The FINANCIAL — Panasonic Corporation on January 6 announced that it has developed freeze-ray, an Optical Disc-Based Data Archive System in collaboration with Facebook. By collaborating with Facebook, Panasonic was able to design freeze-ray to meet the growing demand for more efficient and sustainable ways to store and access cold data — infrequently or never accessed data stored for the long term — in the world’s data centers.
The freeze-ray solution reduces data center operating costs and energy use with strong data integrity. This data archiving solution provides optimal cold storage for protecting data integrity and reducing costs in data centers thanks to the special characteristics of optical discs, including their longevity, immutability, backward compatibility, low power consumption and tolerance to environmental changes. Both companies see the freeze-ray data archiving solution, incorporating hundreds of optical discs, as a viable solution for data centers to enable the industry to enjoy the benefits of the solution with greater economies of scale, according to Panasonic.

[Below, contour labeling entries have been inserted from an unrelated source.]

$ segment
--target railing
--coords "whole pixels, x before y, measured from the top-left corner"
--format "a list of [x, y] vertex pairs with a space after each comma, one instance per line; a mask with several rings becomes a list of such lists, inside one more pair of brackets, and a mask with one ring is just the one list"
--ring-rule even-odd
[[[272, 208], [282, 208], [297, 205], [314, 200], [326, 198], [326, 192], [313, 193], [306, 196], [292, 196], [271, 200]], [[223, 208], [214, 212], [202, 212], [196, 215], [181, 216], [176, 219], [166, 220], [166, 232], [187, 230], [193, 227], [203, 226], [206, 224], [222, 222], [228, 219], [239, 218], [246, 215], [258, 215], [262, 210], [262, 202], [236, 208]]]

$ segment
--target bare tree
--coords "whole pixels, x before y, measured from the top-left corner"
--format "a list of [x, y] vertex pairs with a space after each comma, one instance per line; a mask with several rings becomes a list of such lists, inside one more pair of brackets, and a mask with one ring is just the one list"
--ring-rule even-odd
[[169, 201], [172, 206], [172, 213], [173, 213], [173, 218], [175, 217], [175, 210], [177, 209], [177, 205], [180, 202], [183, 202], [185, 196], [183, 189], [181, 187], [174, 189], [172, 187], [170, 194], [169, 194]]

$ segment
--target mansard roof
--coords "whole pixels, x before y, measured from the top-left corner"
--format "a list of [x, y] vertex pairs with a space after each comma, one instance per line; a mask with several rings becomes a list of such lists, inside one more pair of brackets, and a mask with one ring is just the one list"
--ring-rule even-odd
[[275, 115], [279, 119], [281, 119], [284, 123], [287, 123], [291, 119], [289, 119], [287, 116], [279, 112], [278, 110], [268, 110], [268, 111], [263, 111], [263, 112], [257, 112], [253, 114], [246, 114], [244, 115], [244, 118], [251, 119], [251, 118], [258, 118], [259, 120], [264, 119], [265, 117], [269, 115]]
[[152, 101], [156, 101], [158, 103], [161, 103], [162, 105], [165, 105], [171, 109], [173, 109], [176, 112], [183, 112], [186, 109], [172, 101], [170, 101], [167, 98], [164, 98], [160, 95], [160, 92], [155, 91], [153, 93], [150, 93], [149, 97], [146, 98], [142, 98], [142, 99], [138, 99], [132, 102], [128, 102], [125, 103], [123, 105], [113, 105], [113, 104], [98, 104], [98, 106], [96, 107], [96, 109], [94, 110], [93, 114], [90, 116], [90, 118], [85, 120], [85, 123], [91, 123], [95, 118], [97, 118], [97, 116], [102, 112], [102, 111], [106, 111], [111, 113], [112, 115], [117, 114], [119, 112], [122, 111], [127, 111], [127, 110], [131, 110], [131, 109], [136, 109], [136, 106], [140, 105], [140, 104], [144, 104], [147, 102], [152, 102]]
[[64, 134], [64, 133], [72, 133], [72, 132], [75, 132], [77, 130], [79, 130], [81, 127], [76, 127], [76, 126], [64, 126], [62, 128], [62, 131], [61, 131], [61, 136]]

Panasonic’s main contribution to the effort was its high-density optical technology, key devices (optical discs, drives and related robotics) and library software to control the system easily in the data center. Facebook collaborated by providing its unmatched expertise in designing, deploying, managing and servicing storage systems in data centers. In addition, Facebook provided extensive technical and real-world data center feedback at every stage of the development. Both companies have been working on two generations of the freeze-ray solution. Facebook is deploying the first-generation 100 GB Blu-ray Disc-based archive system into its data centers now, and expects deployment of the second-generation 300GB Archival Disc-based archive system later in 2016.
“As Facebook continues to grow, we needed to address some of our fundamental engineering challenges with an efficient, low-cost and sustainable solution that matches our speed and exabyte-scale of data,” said Jason Taylor, PhD, VP of Infrastructure, Facebook. “We’re seeing exponential growth in the number of photos and videos being uploaded to Facebook, and the work we’ve done with Panasonic is exciting because optical storage introduces a medium that is immutable, which helps ensure that people have long-term access to their digital memories.”
“Panasonic is delighted by the opportunity to collaborate with Facebook, with its strong position and influence in the data storage market and expertise necessary to develop the optical data archiver in validation with actual data center environments,” said Yasuji Enokido, President of Panasonic’s AVC Networks Company. “With this data archiver, we expect the industry will be able to enjoy the benefits of the optical technology that Panasonic has been refining over the past 30 years both in the consumer market and B2B applications.”
Both companies plan to continue to collaborate in the study of and eventual development of next- generation systems utilizing higher densities of 500 GB-and one-terabyte Archival Discs to realize a multi petabyte cold storage archive system that will provide even greater benefits to the data center industry.